Banded Rock rattlesnake (C.l. klauberi) Similar to the mottled rock rattlesnake, but darker greenish-gray in color. Found only in the extreme western tip of Texas.
Blacktail rattlesnake (Crotalus molossus) is gray to olive green with dark blotches along the back and a black tail. Averaging a length of 3-1/2 feet, it is found from Central Texas throughout most of West Texas in bushes and on rocky ledges.
Mojave rattlesnake (Crotalus scutulatus) is similar to the western diamondback in markings, but smaller and more slender and found only in extreme West Texas.
Prairie rattlesnake (Crotalus viridis viridis) is a slender rattler that is greenish or grayish, with rounded blotches down the middle of its back. Average length is about three feet and is found in the grassy plains of the western third of the state.
Western massasauga (Sistrurus catenatus tergeminus), light gray, with brown oval blotches along the middle of the back and smaller blotches along each side. They are two feet in length and found through the middle of the state in grasslands, marshy and swampy areas.
Desert massasauga (S.c. edwardsii), lighter in color than the western massasauga, smaller and more slender. Found in the Trans-Pecos, western Panhandle and the lower Rio Grande Valley.
There are three subspecies of Copperheads in Texas; Southern copperhead (A.c. contortrix), 20-30 inches long and found in the eastern one-third of the state; Broadbanded copperhead (A.c. laticinctus), about two feet long, widely scattered in central and western Texas; and the Trans-Pecos copperhead (A.c. pictigaster), 20-30 inches in length and found near springs in the southern part of the Trans-Pecos. The bite of a copperhead is seldom fatal because of its short fangs (1.2 to 7.2 mm in length) and small amount of venom.

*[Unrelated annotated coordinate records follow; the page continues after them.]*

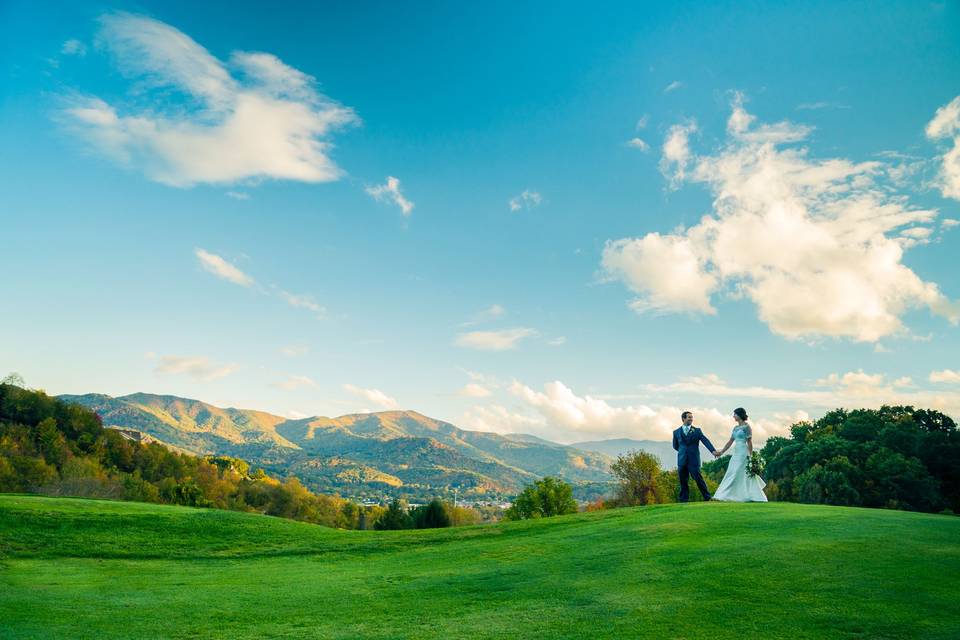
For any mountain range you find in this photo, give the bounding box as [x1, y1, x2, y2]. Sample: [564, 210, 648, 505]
[59, 393, 632, 500]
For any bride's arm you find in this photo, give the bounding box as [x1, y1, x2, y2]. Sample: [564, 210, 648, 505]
[720, 438, 733, 455]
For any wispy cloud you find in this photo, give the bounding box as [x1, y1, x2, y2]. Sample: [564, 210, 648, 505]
[60, 39, 87, 58]
[455, 327, 537, 351]
[930, 369, 960, 384]
[660, 120, 697, 189]
[154, 356, 239, 382]
[507, 189, 543, 211]
[366, 176, 414, 216]
[797, 100, 850, 111]
[280, 344, 310, 358]
[460, 304, 507, 327]
[459, 382, 491, 398]
[277, 289, 327, 317]
[194, 248, 254, 287]
[273, 374, 317, 391]
[63, 12, 358, 187]
[343, 384, 399, 409]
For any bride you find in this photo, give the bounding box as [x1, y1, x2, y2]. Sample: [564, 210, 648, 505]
[713, 407, 767, 502]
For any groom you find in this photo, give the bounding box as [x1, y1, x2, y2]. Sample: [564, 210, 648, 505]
[673, 411, 720, 502]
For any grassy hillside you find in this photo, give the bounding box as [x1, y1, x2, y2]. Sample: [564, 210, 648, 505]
[0, 495, 960, 639]
[60, 393, 611, 499]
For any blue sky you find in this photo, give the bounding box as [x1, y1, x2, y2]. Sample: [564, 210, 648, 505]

Also known as 'water moccasins', only one recognized subspecies is found in Texas; Western cottonmouth (A.p. leucostoma). They are world's only semi-aquatic viper. Cottonmouths can be dark brown, olive-brown, olive green or almost solid black. They are marked with wide, dark bands, which are more distinct in some individuals than in others. Juvenile snakes are more brilliantly marked. The cottonmouth gets its name from the white tissue inside its mouth, which it displays when threatened. This heavy-bodied snake, which averages about 3-1/2 feet in length, is found over the eastern half of the state in swamps and sluggish waterways, coastal marshes, rivers, ponds and streams.

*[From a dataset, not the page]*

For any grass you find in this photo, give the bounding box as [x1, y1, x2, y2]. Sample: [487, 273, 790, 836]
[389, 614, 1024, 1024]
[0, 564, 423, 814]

Coral snakes, which are venomous, do not have cat’s-eye pupils. They are the only venomous snake in Texas that is brightly colored red, yellow, and black bands completely encircling the body. Because harmless Texas scarlet snakes and Louisiana and Mexican milk snakes share the red, black, yellow coloration pattern, it is important to notice the order of the colored bands. A good memory-jogging device to learn is "Red next to black-friend of Jack; red next to yellow will kill a fellow." Finally, with scarlet and milk snakes, the bands do not completely encircle the body but stop at ground level, under-bellies being uniform in color. Texas coral snakes are extremely shy and non-aggressive. Although their mouths are smaller than most venomous snakes, they can still inflict a serious bite if handled. Coral snakes eat mostly other snakes and small reptiles and are members of the same family of snakes as the cobras of India.